The ever-watchful Rawlins enjoyed special license to be frank and even scold Grant. “It was no novel thing to hear the zealous subordinate administer to his superior a stiff verbal castigation because of some act that met the former’s stern disapproval,” said the cipher operator Samuel Beckwith. “And Grant never resented any reprimand bestowed by Rawlins.” Rawlins spoke to him with a freedom that flabbergasted onlookers. Only he could slap Grant on the back or engage in familiar banter. Grant shrank from profanity, yet he tolerated with amusement the barrage of oaths that constantly poured from Rawlins’s mouth.
Because of the purity of his motives, Rawlins became Grant’s closest friend. “Gen. Grant was a man who made friends very slowly,” noted a journalist. “While he had a great many acquaintances, I think he had a very limited circle of friends—I mean men whom he trusted or whose advice he accepted.” Only Rawlins could penetrate the zone of privacy that Grant drew subtly about himself. With his single-minded devotion, Rawlins could confront him with uncomfortable truths and fiercely contest his judgment, spouting opinions in a stentorian voice. With his thoroughgoing skepticism and mistrust of people, he was the ideal foil to Grant’s excessively trusting nature. Rawlins “was always getting excited about something that had been done to Grant,” recalled Lieutenant Frank Parker. When someone showed disrespect for Grant, “he would prance around and say, ‘General, I would not stand such things’ to which Grant would say, ‘Oh, Rawlins! what’s the use in getting excited over a little thing like that; it doesn’t hurt me and it may make the other fellow feel a little good.’”
Perhaps because it contrasted vividly with his listless manner at the Galena store, Rawlins never forgot his initial glimpse of Grant at Cairo: “He had an office in a great bank there, and I was amazed at the quiet, prompt way in which he handled the multitude of letters, requisitions, and papers, sitting behind the cashier’s window-hole, with a waste basket under him, and orderlies to dispatch business as he did.” Fresh from personal calamity, Rawlins threw himself into a whirl of military activity.
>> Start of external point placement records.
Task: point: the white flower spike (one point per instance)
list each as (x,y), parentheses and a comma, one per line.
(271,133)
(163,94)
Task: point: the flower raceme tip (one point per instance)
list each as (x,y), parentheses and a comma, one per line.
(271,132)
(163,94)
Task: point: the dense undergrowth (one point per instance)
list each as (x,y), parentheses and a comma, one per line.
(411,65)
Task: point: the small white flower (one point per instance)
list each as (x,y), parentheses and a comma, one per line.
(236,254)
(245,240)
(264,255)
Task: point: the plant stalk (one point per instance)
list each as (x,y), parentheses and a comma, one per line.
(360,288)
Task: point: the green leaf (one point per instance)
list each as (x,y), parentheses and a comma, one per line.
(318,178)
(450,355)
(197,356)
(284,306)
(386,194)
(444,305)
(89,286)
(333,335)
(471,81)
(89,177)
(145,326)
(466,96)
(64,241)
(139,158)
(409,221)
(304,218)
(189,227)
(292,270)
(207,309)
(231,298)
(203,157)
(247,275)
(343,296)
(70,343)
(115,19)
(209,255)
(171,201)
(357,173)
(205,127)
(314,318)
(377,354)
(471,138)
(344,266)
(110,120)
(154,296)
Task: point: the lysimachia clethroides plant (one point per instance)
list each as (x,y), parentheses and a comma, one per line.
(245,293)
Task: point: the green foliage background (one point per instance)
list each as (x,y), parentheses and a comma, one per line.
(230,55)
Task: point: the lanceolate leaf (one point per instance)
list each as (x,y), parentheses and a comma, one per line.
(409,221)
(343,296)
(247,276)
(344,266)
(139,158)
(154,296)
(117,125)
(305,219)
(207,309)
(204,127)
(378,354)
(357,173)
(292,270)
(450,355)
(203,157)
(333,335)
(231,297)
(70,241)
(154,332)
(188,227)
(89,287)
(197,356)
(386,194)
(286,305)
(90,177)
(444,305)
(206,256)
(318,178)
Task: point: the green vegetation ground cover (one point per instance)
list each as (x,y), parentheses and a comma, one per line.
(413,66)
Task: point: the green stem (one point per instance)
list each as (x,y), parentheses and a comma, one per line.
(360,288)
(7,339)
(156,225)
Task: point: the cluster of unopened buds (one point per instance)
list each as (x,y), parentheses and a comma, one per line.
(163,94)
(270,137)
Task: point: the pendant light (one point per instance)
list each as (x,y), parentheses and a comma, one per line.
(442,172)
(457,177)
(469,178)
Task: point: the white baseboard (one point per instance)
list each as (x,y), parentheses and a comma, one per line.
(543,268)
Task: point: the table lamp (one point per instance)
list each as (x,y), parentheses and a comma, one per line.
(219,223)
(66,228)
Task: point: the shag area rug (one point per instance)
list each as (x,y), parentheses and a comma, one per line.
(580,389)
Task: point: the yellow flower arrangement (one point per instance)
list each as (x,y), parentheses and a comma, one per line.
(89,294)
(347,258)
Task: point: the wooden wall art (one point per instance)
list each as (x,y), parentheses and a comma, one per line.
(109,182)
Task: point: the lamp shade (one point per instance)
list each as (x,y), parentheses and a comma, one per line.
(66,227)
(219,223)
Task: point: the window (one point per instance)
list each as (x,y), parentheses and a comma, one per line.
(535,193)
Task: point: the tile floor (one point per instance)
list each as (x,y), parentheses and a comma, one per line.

Before long, he worked day and night, tidying up Grant’s office, creating files, and instituting sound working procedures. Long politically active—Grant thought him the most influential young man in northern Illinois—Rawlins also assisted Grant in perfecting his relations with Washington. When Washburne boasted to Secretary of the Treasury Salmon P. Chase that Grant in Cairo was “doing wonders in bringing order out of chaos,” Rawlins surely deserved much of the credit.
Such was the influence of John Rawlins over Grant that some observers would later exaggerate or misinterpret the nature of his power, attributing to him the military acumen that properly belonged to Grant. He had excellent common sense and swiftly grasped many basic principles of warfare, especially the need to concentrate forces instead of spreading them too thinly. And he became a formidable warrior in his own right, personally signing off on every letter and plan of campaign that came from Grant’s command and never hesitating to differ with him. Nevertheless, Rawlins had no military background and lacked Grant’s general knowledge of warfare. He could never have done what Grant did. While Grant developed tremendous respect for Rawlins’s fearless judgment, it was Grant who originated the plans, Grant who improvised in the heat of battle, and Grant who possessed the more sophisticated strategic sense.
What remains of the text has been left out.